The new study, conducted by Dr. Donald Abrams, looked at neuropathic pain in HIV/AIDS patients. About one-third of people with HIV eventually suffer this kind of pain, and there are no FDA-approved treatments. For some it gets so bad that they can’t walk.

This was what is known as a randomized, double-blind, placebo-controlled trial, the “gold standard” of medical research. And marijuana worked. The very first marijuana cigarette reduced the pain by an average of 72 percent, without serious side effects.

What makes this even more impressive is that U.S. researchers studying marijuana are required to use marijuana supplied by the federal government, marijuana that is famous for its poor quality and weakness. So there is every reason to believe that studies such as this one underestimate the potential relief that high-quality marijuana could provide.

In my case, medical marijuana has allowed me to live a productive, fruitful life despite having multiple sclerosis. Many thousands of others all over this country — less well-known than me but whose stories are just as real — have experienced the same thing.
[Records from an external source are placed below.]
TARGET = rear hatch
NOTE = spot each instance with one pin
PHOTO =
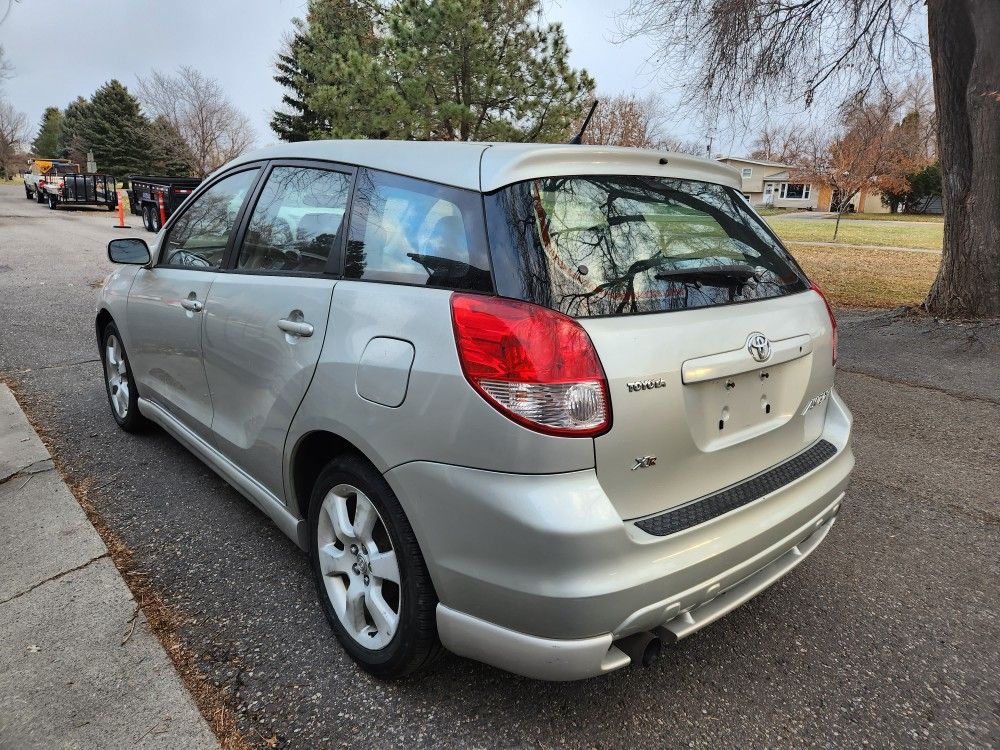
(679, 285)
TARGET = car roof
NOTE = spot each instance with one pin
(489, 166)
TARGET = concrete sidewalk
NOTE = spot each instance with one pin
(71, 676)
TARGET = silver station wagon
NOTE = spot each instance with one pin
(544, 406)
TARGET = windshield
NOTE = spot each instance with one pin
(615, 245)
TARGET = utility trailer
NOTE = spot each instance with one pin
(87, 189)
(148, 194)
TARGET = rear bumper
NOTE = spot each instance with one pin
(552, 659)
(539, 575)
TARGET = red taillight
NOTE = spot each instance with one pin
(833, 319)
(533, 365)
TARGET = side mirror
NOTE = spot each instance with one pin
(133, 251)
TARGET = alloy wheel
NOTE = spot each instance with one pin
(359, 566)
(116, 372)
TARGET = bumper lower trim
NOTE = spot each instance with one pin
(695, 619)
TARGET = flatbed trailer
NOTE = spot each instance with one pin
(87, 189)
(150, 193)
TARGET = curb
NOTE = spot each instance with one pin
(79, 666)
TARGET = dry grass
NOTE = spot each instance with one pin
(854, 277)
(921, 218)
(926, 236)
(165, 621)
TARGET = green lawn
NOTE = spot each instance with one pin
(855, 277)
(926, 236)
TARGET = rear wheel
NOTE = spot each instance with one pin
(123, 396)
(370, 576)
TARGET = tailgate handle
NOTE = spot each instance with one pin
(739, 360)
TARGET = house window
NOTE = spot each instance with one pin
(795, 190)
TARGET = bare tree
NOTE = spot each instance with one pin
(196, 106)
(14, 134)
(865, 152)
(799, 48)
(625, 120)
(787, 143)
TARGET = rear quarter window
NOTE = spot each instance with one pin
(618, 245)
(410, 231)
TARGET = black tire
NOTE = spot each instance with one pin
(415, 645)
(132, 420)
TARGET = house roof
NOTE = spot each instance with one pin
(745, 160)
(489, 166)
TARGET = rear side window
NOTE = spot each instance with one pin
(609, 245)
(199, 237)
(415, 232)
(296, 222)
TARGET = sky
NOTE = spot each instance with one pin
(235, 41)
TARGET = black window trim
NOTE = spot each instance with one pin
(202, 189)
(479, 195)
(334, 263)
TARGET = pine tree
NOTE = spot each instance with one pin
(70, 135)
(46, 143)
(445, 70)
(329, 25)
(116, 131)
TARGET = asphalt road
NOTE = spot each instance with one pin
(886, 636)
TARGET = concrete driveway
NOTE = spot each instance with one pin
(886, 636)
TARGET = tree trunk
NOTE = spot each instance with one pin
(965, 57)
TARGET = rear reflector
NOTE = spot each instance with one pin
(833, 320)
(535, 366)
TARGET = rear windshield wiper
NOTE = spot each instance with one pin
(724, 276)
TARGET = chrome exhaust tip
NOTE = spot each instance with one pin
(642, 648)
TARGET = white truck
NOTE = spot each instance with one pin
(41, 171)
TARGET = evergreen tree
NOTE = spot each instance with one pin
(116, 131)
(339, 23)
(71, 144)
(169, 155)
(46, 143)
(439, 70)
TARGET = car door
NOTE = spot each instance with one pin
(267, 317)
(167, 301)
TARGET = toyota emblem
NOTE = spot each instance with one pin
(759, 347)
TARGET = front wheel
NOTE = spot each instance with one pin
(123, 396)
(370, 576)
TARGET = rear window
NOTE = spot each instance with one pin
(609, 245)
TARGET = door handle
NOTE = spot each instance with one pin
(295, 327)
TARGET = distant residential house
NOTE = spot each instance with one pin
(773, 184)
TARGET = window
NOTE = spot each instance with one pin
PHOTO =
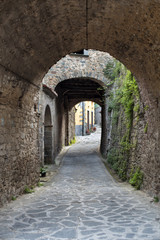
(82, 53)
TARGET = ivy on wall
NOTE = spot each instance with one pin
(123, 105)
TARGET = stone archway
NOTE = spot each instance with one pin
(47, 136)
(36, 34)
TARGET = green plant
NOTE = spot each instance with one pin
(43, 170)
(146, 128)
(72, 141)
(136, 179)
(39, 184)
(156, 199)
(28, 190)
(14, 198)
(122, 170)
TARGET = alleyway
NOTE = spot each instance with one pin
(83, 202)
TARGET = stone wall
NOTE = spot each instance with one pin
(19, 157)
(143, 151)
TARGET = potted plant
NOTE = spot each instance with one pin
(43, 171)
(94, 129)
(88, 132)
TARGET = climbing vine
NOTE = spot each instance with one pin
(123, 103)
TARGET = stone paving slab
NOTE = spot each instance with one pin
(83, 202)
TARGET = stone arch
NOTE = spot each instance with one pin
(78, 67)
(48, 136)
(29, 46)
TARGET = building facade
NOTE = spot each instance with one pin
(84, 117)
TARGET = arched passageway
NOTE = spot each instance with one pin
(35, 35)
(48, 136)
(76, 90)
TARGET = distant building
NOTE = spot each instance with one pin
(97, 114)
(84, 117)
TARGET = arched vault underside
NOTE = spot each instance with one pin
(36, 34)
(80, 89)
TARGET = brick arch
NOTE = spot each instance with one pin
(78, 67)
(35, 35)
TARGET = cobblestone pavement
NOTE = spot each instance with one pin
(83, 202)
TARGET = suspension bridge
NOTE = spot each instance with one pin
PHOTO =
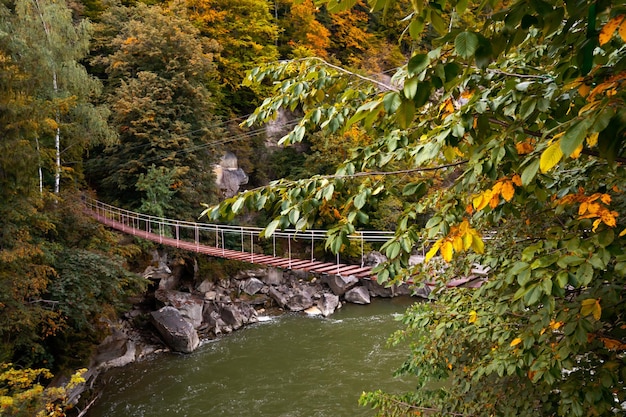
(219, 240)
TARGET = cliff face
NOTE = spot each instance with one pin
(229, 177)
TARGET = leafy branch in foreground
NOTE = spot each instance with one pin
(528, 95)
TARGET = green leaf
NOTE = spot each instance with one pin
(417, 64)
(361, 199)
(461, 6)
(438, 23)
(416, 27)
(584, 274)
(413, 188)
(271, 228)
(550, 157)
(466, 44)
(393, 250)
(391, 102)
(238, 204)
(574, 136)
(294, 215)
(529, 173)
(405, 113)
(410, 87)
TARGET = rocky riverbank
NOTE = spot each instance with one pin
(178, 313)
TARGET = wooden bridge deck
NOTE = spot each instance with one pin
(253, 258)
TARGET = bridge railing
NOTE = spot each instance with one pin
(220, 235)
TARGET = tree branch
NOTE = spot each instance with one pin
(362, 77)
(535, 134)
(509, 74)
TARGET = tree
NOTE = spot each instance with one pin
(47, 44)
(520, 114)
(247, 36)
(161, 80)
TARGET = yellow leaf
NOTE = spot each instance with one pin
(457, 244)
(612, 344)
(583, 90)
(433, 250)
(473, 317)
(481, 200)
(597, 310)
(508, 190)
(606, 199)
(596, 223)
(593, 208)
(477, 244)
(587, 306)
(550, 157)
(555, 325)
(495, 200)
(609, 28)
(446, 251)
(468, 239)
(577, 152)
(523, 148)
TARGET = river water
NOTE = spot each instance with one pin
(287, 366)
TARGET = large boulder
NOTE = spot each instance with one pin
(189, 305)
(299, 301)
(278, 296)
(273, 276)
(340, 284)
(232, 316)
(252, 286)
(327, 304)
(358, 295)
(378, 290)
(178, 333)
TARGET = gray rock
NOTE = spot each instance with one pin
(280, 298)
(378, 290)
(189, 305)
(273, 276)
(177, 332)
(231, 315)
(252, 286)
(206, 286)
(338, 284)
(374, 258)
(422, 292)
(328, 304)
(299, 301)
(358, 295)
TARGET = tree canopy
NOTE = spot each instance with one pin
(506, 129)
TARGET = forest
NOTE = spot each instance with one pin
(493, 131)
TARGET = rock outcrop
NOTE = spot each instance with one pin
(178, 333)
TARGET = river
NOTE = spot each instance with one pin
(286, 366)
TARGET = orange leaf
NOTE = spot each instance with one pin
(473, 317)
(446, 251)
(508, 190)
(495, 200)
(607, 30)
(433, 250)
(577, 152)
(583, 90)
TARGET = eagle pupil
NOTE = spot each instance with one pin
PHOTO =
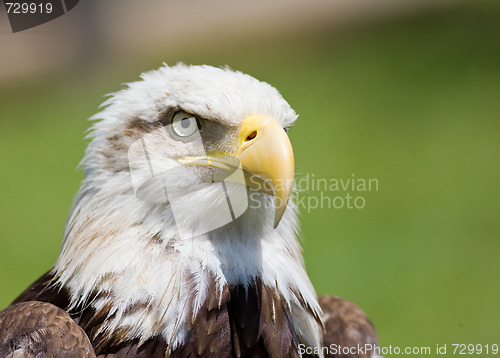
(185, 123)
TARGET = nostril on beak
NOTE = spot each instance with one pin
(251, 136)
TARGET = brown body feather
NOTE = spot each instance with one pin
(238, 322)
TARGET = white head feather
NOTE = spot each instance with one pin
(129, 249)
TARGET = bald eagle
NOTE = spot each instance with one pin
(182, 240)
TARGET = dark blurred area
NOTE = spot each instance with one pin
(406, 92)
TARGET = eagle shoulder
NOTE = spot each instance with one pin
(40, 329)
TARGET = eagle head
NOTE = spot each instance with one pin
(184, 201)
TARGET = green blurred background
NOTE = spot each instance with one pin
(411, 98)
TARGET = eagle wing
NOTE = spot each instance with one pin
(40, 329)
(346, 326)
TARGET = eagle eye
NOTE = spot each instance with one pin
(183, 125)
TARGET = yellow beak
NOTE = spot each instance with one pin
(265, 154)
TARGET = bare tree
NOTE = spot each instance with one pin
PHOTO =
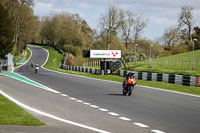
(186, 21)
(127, 26)
(171, 37)
(110, 23)
(138, 26)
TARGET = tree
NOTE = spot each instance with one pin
(109, 23)
(139, 25)
(170, 38)
(186, 21)
(6, 32)
(196, 35)
(24, 22)
(127, 26)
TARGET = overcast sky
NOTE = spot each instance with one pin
(160, 14)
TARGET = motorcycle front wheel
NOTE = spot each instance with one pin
(130, 88)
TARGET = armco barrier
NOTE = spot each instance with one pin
(144, 76)
(167, 78)
(186, 80)
(149, 76)
(178, 79)
(171, 78)
(159, 77)
(154, 76)
(140, 75)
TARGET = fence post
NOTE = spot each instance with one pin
(197, 82)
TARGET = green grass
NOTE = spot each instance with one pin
(55, 59)
(54, 55)
(26, 58)
(11, 114)
(177, 64)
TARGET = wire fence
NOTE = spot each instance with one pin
(176, 64)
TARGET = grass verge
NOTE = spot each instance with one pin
(55, 59)
(11, 114)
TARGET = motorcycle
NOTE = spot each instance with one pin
(36, 69)
(128, 86)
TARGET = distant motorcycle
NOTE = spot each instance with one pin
(128, 85)
(36, 69)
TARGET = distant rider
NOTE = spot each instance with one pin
(36, 68)
(32, 64)
(129, 75)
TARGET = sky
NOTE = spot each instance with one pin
(160, 14)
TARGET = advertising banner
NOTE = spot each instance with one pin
(105, 54)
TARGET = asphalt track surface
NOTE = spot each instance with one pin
(160, 110)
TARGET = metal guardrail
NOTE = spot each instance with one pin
(167, 78)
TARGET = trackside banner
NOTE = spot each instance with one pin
(105, 53)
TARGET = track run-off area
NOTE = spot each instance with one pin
(80, 104)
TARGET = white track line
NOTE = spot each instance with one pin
(115, 81)
(79, 101)
(72, 98)
(86, 103)
(124, 118)
(157, 131)
(104, 110)
(113, 114)
(41, 86)
(64, 95)
(52, 116)
(141, 125)
(94, 106)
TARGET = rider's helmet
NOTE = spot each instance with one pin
(131, 73)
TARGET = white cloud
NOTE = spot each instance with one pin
(161, 13)
(42, 9)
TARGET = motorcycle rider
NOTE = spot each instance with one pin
(129, 75)
(32, 64)
(36, 68)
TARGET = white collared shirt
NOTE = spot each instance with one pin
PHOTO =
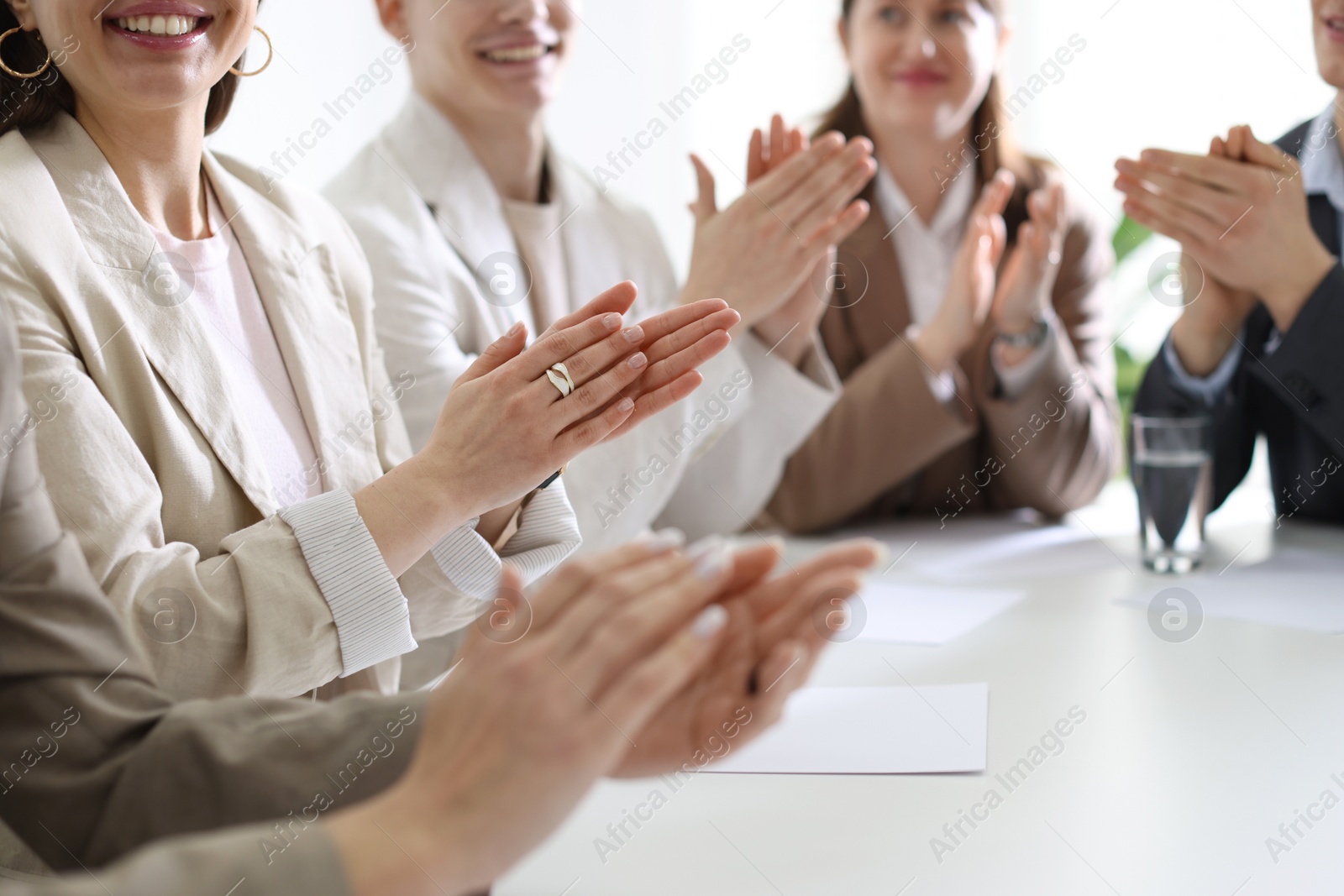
(927, 254)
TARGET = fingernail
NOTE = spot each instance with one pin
(710, 621)
(714, 564)
(664, 539)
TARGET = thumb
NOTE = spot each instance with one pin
(499, 352)
(705, 206)
(1268, 155)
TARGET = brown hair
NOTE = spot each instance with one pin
(26, 102)
(992, 144)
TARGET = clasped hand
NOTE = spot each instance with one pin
(1011, 301)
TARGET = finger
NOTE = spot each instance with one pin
(1169, 219)
(660, 398)
(783, 181)
(616, 300)
(497, 354)
(655, 328)
(797, 141)
(828, 190)
(689, 333)
(642, 689)
(638, 626)
(839, 228)
(608, 595)
(1269, 155)
(597, 359)
(995, 195)
(598, 392)
(756, 164)
(674, 367)
(1214, 204)
(784, 672)
(564, 344)
(812, 604)
(593, 430)
(752, 564)
(839, 199)
(705, 206)
(575, 578)
(996, 244)
(1203, 221)
(1222, 174)
(859, 553)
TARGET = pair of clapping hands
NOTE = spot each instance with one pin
(1242, 219)
(622, 664)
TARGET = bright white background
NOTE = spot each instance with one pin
(1153, 73)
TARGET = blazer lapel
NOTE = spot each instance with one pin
(870, 307)
(154, 296)
(1326, 221)
(429, 154)
(306, 305)
(595, 255)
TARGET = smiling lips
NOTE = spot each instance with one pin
(171, 26)
(530, 53)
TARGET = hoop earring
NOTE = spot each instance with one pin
(19, 74)
(270, 54)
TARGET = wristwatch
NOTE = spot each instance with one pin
(1034, 338)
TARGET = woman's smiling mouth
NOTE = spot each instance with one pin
(159, 24)
(512, 55)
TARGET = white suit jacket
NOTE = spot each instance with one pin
(150, 463)
(428, 217)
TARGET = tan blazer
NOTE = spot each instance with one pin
(890, 446)
(145, 454)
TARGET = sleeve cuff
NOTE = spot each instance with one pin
(548, 532)
(373, 620)
(1203, 387)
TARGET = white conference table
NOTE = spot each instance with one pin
(1191, 754)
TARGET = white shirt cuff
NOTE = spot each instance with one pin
(548, 533)
(373, 620)
(1206, 387)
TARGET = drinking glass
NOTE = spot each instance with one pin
(1173, 474)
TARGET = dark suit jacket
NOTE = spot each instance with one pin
(1294, 396)
(97, 761)
(891, 448)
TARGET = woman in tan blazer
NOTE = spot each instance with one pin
(969, 332)
(222, 434)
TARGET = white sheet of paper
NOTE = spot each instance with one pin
(1055, 550)
(1294, 589)
(900, 613)
(871, 731)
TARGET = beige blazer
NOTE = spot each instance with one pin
(890, 446)
(143, 448)
(428, 217)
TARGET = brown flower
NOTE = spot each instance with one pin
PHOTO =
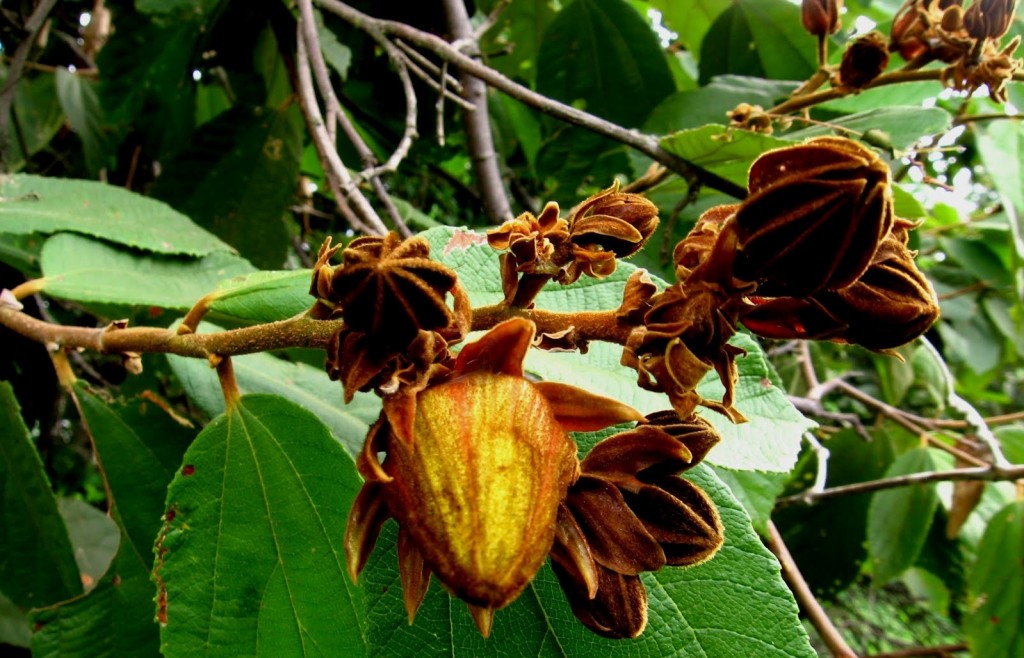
(477, 464)
(989, 18)
(390, 289)
(820, 17)
(864, 60)
(815, 216)
(539, 245)
(630, 513)
(613, 221)
(925, 30)
(890, 305)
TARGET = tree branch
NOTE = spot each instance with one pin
(477, 123)
(826, 629)
(987, 473)
(307, 27)
(647, 144)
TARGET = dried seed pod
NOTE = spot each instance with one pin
(820, 17)
(892, 304)
(989, 18)
(390, 289)
(816, 214)
(864, 60)
(613, 221)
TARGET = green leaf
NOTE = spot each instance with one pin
(37, 564)
(115, 619)
(519, 29)
(604, 53)
(763, 38)
(139, 448)
(146, 87)
(994, 625)
(690, 19)
(38, 205)
(94, 538)
(733, 606)
(302, 384)
(263, 297)
(176, 6)
(250, 558)
(770, 441)
(710, 104)
(14, 626)
(757, 491)
(836, 528)
(237, 178)
(39, 116)
(898, 520)
(903, 125)
(87, 270)
(81, 107)
(1000, 145)
(1012, 439)
(720, 149)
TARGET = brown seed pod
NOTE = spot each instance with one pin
(814, 218)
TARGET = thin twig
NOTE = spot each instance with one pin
(986, 474)
(366, 218)
(369, 160)
(815, 613)
(32, 27)
(647, 144)
(477, 123)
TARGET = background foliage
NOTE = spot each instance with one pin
(139, 519)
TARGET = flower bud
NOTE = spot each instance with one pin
(814, 218)
(864, 60)
(892, 304)
(989, 18)
(820, 17)
(390, 289)
(613, 221)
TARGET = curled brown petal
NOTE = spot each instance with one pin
(571, 553)
(681, 517)
(365, 520)
(616, 538)
(414, 573)
(636, 450)
(619, 610)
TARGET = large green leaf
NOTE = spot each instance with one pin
(146, 87)
(995, 624)
(263, 296)
(837, 527)
(762, 38)
(238, 178)
(39, 116)
(37, 563)
(603, 53)
(139, 448)
(88, 270)
(37, 205)
(1000, 144)
(302, 384)
(250, 556)
(903, 125)
(720, 149)
(734, 606)
(690, 19)
(898, 520)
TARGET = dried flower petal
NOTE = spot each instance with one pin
(816, 214)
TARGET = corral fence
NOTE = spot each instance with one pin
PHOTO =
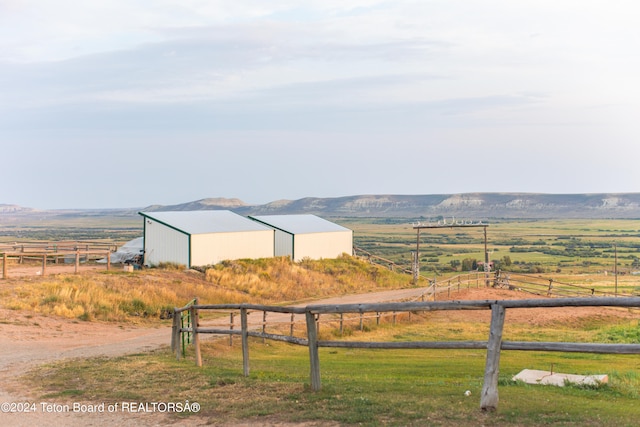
(54, 252)
(540, 285)
(312, 314)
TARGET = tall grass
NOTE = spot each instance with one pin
(119, 296)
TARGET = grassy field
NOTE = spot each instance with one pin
(360, 387)
(534, 246)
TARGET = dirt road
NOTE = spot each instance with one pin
(28, 339)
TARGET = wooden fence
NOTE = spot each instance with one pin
(47, 252)
(494, 344)
(540, 285)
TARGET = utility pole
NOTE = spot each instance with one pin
(615, 266)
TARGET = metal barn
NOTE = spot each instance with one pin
(307, 236)
(197, 238)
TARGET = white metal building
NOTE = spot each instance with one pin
(307, 236)
(206, 237)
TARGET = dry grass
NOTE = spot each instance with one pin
(119, 296)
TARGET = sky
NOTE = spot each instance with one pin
(128, 103)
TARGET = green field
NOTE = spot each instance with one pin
(535, 246)
(362, 387)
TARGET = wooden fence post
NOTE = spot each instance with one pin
(245, 341)
(175, 333)
(264, 325)
(489, 396)
(314, 358)
(194, 327)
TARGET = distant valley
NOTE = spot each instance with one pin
(467, 205)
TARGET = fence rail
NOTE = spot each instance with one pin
(494, 344)
(46, 257)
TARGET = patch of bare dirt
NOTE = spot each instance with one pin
(28, 339)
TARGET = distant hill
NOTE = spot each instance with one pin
(468, 205)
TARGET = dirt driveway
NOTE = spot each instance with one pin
(27, 340)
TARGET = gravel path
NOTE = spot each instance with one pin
(27, 340)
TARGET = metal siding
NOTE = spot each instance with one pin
(209, 249)
(283, 244)
(164, 244)
(300, 224)
(323, 245)
(205, 222)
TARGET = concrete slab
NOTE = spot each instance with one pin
(532, 376)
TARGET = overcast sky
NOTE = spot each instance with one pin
(127, 103)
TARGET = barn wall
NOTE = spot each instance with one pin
(164, 244)
(283, 244)
(212, 248)
(322, 245)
Here’s what’s shocking: The U.S. government knows marijuana works as a medicine. Our government actually provides medical marijuana each month to five patients in a program that started about 25 years ago but was closed to new patients in 1992. One of the patients in that program, Florida stockbroker Irvin Rosenfeld, was a guest on my show two years ago. If federal officials come to town to tell you there’s no evidence marijuana is a safe, effective medicine, know this: They’re lying, and they know it.

Still, 39 states subject patients with illnesses like MS, cancer or HIV/AIDS to arrest and jail for using medical marijuana, even if their doctor has recommended it. It’s long past time for that to change.

Illinois state Sen. John Cullerton, D-Chicago, has introduced a bill — SB 650 — to protect patients like me from arrest and jail for using medical marijuana when it’s recommended by a physician. Similar laws are working well in 11 states right now.

The General Assembly should pass the medical marijuana bill without delay. Sick people shouldn’t be treated as criminals.

Television talk show host Montel Williams is the author, with Lawrence Grobel, of “Climbing Higher” and other books.